# Terrier work question...



## severnmiles (21 September 2006)

Ok, little question for those in the know...

Its perfectly legal to enter a terrier to a fox earth and dig to the fox...Yes?

Is it then only legal if you bolt the fox to awaiting guns?

Is it legal to kill the fox in the earth?


----------



## Clodagh (22 September 2006)

I could be wrong but I think you are supposed to make sure the fox is moving before you shoot it. As in, bolted to the guns.
It is, of course, much kinder to shoot it up the ar*e than a clean head shot in the earth, as the people that drew up the ban thought out really well.
Will need Carreg to confirm that, OH is out walking terriers so can't check with him!


----------



## severnmiles (22 September 2006)

Thats what I thought but ex OH is saying I'm wrong and that its perfectly legal to kill it in the earth.

Clodagh's OH and Carreg where are you?


----------



## severnmiles (22 September 2006)

C'mon Skid you should know the law, I'm not too bothered I'd just like to clear it up (whether I'm right or wrong) as to what is techniquely correct.

Talking of killing foxes cleanly, an aquaintence wanted a rifle for shooting foxes, head of firearms told him that he didn't need one, she said if you shoot the fox with a shot gun and then kill it off with a pistol if need be....hmmm very humane, certainly not a way I'd like to go!


----------



## Clodagh (22 September 2006)

Just consulted OH who says it is a bit ambiguous. So, no help!! We're all right!


----------



## CARREG (22 September 2006)

You have a p.m..............Carreg


----------



## Beaufort (26 September 2006)

I don't think your average terrierman cares whether what he does is illegal or not.


----------



## Hercules (26 September 2006)

''I don't think your average terrierman cares whether what he does is illegal or not.''

Nor do the police care what the terriermen do, so what is your point?


----------



## Beaufort (26 September 2006)

Some terriermen don't care that the dog fights that some of them organise are illegal: they normally get away with them. Does that mean we should have bothered banning them?


----------



## Hercules (26 September 2006)

More sweeping generalisations from a little person.

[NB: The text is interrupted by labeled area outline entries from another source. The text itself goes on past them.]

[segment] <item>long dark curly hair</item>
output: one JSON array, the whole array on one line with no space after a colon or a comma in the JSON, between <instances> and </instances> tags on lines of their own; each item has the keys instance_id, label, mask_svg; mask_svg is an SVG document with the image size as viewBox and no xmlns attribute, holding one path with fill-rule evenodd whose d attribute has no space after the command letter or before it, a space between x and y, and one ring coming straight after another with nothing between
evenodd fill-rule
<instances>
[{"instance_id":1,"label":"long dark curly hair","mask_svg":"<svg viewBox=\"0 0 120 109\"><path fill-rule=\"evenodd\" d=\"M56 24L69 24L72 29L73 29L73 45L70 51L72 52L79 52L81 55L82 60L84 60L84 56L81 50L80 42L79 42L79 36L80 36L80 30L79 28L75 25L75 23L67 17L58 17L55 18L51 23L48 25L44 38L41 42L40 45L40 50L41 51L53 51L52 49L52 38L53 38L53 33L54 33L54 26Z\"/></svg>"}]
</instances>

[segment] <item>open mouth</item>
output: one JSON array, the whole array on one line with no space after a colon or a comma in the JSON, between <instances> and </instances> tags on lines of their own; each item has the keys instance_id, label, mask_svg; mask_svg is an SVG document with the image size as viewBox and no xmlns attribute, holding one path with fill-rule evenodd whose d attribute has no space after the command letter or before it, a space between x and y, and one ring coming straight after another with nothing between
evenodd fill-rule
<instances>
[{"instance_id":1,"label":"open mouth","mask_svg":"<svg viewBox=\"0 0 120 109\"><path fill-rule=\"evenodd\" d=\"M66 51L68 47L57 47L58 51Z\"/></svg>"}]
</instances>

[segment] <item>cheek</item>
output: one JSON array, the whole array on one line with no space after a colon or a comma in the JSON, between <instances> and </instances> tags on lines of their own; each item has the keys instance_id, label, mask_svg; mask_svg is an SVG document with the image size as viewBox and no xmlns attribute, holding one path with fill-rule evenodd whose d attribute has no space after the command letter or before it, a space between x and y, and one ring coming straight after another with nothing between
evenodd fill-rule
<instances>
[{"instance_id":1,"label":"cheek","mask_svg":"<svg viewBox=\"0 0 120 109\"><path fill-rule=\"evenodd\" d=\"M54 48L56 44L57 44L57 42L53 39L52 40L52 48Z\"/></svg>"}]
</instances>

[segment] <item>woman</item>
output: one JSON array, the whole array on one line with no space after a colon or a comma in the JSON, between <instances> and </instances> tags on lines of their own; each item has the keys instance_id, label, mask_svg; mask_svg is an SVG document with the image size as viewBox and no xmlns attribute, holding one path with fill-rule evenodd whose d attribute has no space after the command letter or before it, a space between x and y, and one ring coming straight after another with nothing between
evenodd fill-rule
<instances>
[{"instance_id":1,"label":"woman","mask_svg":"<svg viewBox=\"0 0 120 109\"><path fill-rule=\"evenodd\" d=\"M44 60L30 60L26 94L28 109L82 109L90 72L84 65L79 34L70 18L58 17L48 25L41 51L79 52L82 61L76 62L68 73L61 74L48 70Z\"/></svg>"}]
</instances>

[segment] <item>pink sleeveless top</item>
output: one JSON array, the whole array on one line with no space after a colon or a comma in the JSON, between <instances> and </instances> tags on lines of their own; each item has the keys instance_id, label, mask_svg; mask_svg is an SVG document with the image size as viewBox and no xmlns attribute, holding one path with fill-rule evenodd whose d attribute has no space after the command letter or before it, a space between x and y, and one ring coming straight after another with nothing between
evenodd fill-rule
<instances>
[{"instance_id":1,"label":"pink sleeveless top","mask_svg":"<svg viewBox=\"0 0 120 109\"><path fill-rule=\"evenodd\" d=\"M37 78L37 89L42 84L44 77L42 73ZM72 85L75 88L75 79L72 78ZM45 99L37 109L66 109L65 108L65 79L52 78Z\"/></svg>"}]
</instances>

Dog fighting is cruel, worth banning and the law enforceable.

The Hunting Act, however .....


----------



## Beaufort (26 September 2006)

So it IS worth banning something even if it's almost impossible to enforce? Thank you.


----------



## Hercules (26 September 2006)

No.  The ban on dog fighting is enforceable.  That is because it is clear and unequivocal.

The hunting act however....


----------



## Beaufort (26 September 2006)

The Wright case showed that the Hunting Act IS enforceable because it was enforced but most hunts get away with flouting it. Same goes for terriermen who organise dog fights. But you agree that a law shouldn't be thrown away simply because it's rarely enforced. I thank you again.


----------



## Hercules (26 September 2006)

Whether or not people get away with crimes is irrelevant when considering throwing away a law.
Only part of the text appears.